Wednesday, April 16, 2008 2:00 AM bart

Pattern Matching in C# - Part 8

In the last handful of posts in this series we've been looking at ways to match a whole set of patterns, including:

There's not that much left to apply (meaningful) matches for (feel free to think of others of course) so from this post on, we'll change the theme and start to focus a little more on translation of pattern matches into various executable forms. So far, we've been considering interpretation and a lightweight form of compilation by invoking the lambda expression compiler of .NET 3.5. We already saw in part 3 that the overall performance of a compiled pattern match is very reasonable given the fact we're faced with more work at runtime but once parsed and compiled, execution goes amazingly fast. So, we won't focus much on performance tuning again for now, but rather analyze the translation mechanism employed.

 

Where we're at right now

Our current form of compilation basically consists of this:

  • The Pattern<T> object aggregates pairs of match clause expression trees and match body delegates into MatchEntry objects.
  • Compilation is carried out on individual MatchEntry objects.
  • Each MatchEntry, when compiled, is turned into an efficient matcher and invoker:

    internal class MatchEntry
    {
        public LambdaExpression Match { get; set; }
        public Delegate Action { get; set; }

        public Func<object, bool> CompiledMatch { get; set; }
        public Func<object, T> CompiledInvoker { get; set; }

        internal void Compile()
        {
            ...
        }
    }

Although this works fine, we still do have some plumbing around that's looking a bit ugly.
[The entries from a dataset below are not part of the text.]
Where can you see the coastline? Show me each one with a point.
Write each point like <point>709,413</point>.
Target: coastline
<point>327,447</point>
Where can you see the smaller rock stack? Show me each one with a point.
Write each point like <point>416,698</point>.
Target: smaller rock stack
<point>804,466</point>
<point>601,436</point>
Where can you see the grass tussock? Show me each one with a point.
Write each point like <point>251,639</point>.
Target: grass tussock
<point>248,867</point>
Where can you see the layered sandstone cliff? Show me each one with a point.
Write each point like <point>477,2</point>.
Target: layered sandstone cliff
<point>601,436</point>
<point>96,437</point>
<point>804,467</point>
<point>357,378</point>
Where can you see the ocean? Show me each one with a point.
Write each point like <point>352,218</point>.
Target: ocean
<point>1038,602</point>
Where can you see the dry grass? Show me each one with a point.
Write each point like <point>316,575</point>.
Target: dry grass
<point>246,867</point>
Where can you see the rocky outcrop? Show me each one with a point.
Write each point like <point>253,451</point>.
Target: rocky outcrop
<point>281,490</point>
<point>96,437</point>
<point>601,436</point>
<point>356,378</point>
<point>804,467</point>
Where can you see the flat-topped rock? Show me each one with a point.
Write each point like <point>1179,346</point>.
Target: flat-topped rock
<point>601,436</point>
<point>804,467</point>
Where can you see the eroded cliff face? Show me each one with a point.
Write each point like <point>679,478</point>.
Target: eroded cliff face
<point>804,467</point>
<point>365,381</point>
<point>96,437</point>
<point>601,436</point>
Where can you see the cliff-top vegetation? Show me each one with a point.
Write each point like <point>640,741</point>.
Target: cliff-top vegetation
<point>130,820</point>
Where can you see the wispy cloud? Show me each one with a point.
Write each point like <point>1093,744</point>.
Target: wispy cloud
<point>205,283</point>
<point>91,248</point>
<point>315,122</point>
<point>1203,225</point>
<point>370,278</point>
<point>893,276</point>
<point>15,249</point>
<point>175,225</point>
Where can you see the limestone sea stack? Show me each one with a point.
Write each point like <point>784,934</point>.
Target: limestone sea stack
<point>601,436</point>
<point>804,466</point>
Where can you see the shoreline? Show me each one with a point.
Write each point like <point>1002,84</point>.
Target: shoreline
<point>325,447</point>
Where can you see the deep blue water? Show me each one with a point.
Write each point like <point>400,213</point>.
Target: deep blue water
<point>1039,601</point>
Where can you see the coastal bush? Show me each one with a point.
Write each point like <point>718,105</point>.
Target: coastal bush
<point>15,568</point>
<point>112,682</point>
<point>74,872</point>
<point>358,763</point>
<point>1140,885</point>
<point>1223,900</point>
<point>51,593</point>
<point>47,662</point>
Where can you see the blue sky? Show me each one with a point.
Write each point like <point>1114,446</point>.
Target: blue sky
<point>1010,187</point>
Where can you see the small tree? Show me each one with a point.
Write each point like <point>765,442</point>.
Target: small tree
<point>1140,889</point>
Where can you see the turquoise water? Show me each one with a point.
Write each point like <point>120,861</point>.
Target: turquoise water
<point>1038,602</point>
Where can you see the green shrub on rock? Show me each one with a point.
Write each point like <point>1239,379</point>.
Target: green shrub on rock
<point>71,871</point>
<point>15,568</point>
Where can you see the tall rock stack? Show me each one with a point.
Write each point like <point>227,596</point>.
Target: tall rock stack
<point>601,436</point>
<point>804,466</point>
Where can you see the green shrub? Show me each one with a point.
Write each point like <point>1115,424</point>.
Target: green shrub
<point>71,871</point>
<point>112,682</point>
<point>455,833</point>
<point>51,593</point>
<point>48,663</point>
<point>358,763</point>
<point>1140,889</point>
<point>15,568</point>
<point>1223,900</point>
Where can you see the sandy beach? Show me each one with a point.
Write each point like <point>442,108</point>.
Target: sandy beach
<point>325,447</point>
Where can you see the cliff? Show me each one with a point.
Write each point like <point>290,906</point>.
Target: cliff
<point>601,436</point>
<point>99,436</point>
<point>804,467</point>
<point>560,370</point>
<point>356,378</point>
In order to match an object, we cycle through the list of MatchEntry objects and evaluate the compiled matcher. If it evaluates true, we hand off the object to the compiled invoker and return the resulting object with type T.

 

On to a more functional matcher

The interesting thing in the previous observation is a single letter: 'T'. Indeed, the pattern matcher returns an object of type T representing the result. In other words, it's a (fairly) complex function, or stated otherwise a valued expression. From this point on, it really matters what camp you're in:

  • Pattern matches as switch statements - or -
  • pattern matches as switch expressions

The latter obviously doesn't exist in C# (and many other languages of course) since switches are statements. In other words, they are used for their interesting side-effects (which might or might not set one piece of state, yielding some kind of hidden function). Switching to an expression type of switch would conceptually look like this:

int? age = switch (name)
{
    case "Bart":
        25;
        break;
    case "John":
        52;
        break;
    default:
        null;
        break;
}

It looks weird (hence the qualifier "conceptually") but here's another hypothetical form that looks more functional:

int? age = switch (name)
{
    case "Bart" => 25;
    case "John" => 52;
    default => null;
}

A similar approach could be taken for an if statement turning it into an expression:

int? age = if (name == "Bart")
    25;
else if (name == "John")
    52;
else
    null;

but if you look carefully we already have this kind of thing with the ternary operator:

int? age = (name == "Bart" ? 25 : (name == "John" ? 52 : null))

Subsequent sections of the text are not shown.